Ogg was involved in the campaign to end the ban on gay sex in Scotland which was formally lifted in 1981 with the Criminal Justice (Scotland) Act 1980.

He was also an activist against Section 28 (Clause 2A in Scotland) which was repealed in Scotland in 2000 and England Wales in 2003.

In 2015 he was presented with a special award for Lifetime Achievement at the inaugural Scottish LGBTI Awards in recognition of his activism and legal work.

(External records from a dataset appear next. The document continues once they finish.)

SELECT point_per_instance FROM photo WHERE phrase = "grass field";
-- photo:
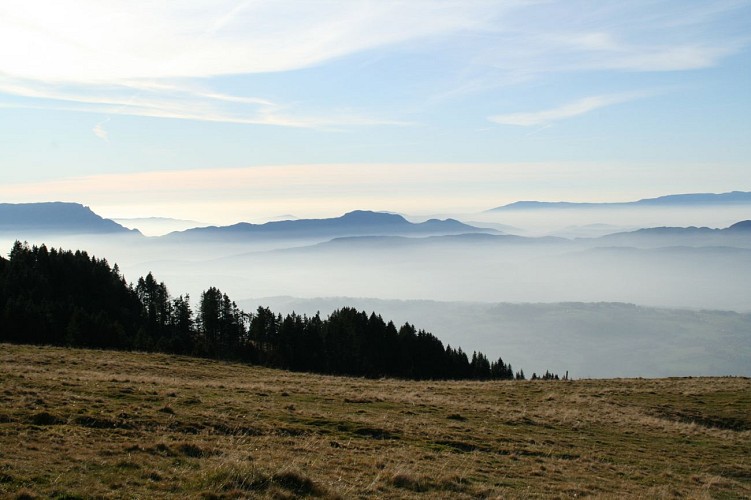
(83, 423)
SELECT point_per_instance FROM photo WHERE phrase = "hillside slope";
(77, 423)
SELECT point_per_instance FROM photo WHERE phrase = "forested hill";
(58, 297)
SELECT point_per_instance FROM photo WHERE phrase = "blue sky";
(241, 110)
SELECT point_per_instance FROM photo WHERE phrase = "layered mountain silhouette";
(56, 218)
(674, 200)
(738, 234)
(356, 223)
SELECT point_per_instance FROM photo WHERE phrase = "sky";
(222, 111)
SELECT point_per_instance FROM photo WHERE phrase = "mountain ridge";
(688, 199)
(57, 217)
(355, 223)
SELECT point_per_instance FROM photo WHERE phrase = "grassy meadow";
(88, 424)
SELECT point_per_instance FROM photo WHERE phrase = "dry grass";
(78, 423)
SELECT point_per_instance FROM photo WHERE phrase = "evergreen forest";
(65, 298)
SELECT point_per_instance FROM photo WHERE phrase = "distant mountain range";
(674, 200)
(357, 223)
(74, 218)
(56, 218)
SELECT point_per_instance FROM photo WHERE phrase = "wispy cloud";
(107, 56)
(100, 132)
(570, 110)
(157, 100)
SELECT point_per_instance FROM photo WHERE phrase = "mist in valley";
(644, 303)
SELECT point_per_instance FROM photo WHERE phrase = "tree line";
(66, 298)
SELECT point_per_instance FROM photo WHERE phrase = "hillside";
(78, 423)
(356, 223)
(673, 200)
(55, 218)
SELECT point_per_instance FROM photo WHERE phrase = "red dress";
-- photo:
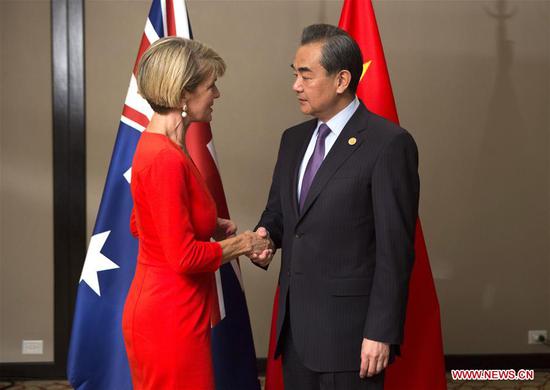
(166, 318)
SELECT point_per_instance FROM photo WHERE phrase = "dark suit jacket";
(347, 256)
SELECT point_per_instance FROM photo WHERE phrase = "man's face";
(315, 89)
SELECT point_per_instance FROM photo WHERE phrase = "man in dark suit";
(342, 206)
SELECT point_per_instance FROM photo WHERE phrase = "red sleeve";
(133, 226)
(170, 203)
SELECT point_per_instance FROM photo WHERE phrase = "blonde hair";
(173, 65)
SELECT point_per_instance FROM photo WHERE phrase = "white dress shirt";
(336, 124)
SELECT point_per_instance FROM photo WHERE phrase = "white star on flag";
(128, 175)
(96, 261)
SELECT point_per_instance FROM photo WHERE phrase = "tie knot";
(324, 130)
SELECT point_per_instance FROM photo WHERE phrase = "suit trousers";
(297, 376)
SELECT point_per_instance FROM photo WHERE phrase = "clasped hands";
(258, 246)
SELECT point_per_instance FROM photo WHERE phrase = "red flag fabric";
(421, 365)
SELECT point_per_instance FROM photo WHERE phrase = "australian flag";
(97, 356)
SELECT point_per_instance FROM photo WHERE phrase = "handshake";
(257, 246)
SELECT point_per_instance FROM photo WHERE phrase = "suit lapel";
(339, 153)
(297, 156)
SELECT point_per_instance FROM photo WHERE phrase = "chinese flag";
(421, 364)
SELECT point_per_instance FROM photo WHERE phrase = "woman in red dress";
(166, 319)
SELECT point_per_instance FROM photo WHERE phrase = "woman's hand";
(225, 228)
(255, 244)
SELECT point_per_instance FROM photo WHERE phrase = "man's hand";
(374, 357)
(264, 258)
(224, 228)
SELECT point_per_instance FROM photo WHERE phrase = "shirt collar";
(339, 121)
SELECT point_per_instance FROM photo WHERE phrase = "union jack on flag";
(97, 356)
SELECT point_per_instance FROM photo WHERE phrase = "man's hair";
(173, 65)
(339, 52)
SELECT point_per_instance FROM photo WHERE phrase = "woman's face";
(200, 101)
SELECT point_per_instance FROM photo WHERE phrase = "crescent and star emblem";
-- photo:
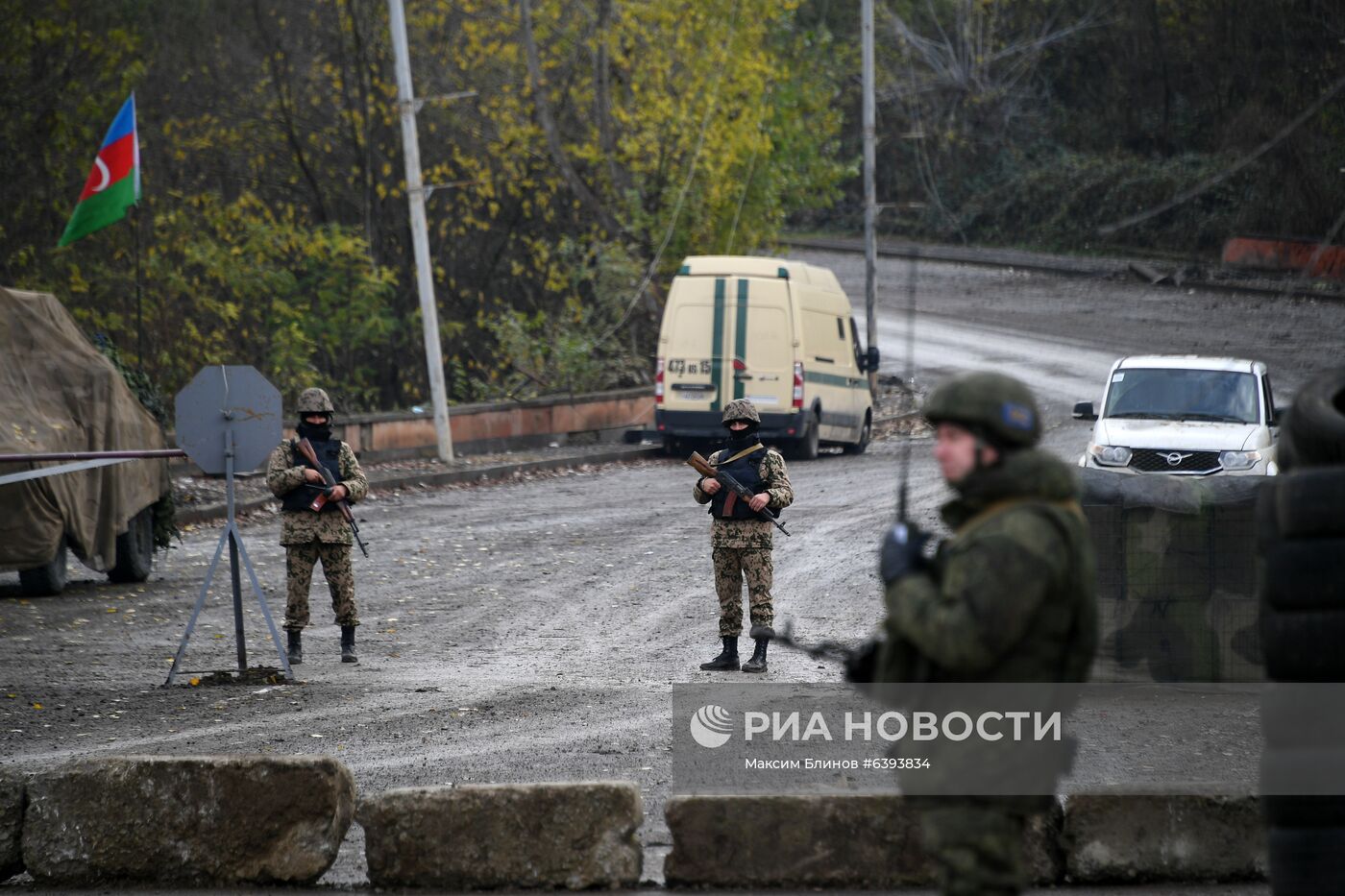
(103, 170)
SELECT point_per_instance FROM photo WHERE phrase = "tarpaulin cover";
(57, 393)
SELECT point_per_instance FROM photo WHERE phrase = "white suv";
(1184, 416)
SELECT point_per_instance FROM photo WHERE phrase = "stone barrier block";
(1162, 838)
(504, 835)
(11, 825)
(187, 819)
(814, 839)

He also campaigned for an apology from the Scottish Government in 2017 to gay and bisexual men who had been convicted prior to 2001, under discriminatory laws against same-sex sexual activity that had since been made legal.

== Career as Queen's Counsel ==
He was a solicitor in private practice before becoming a member of the Faculty of Advocates in 1989, receiving the award of Queen's Counsel in 1999.

As a QC, he led the prosecution in the trial of Malcolm Webster and became the first head of the National Sexual Crimes Unit in 2009.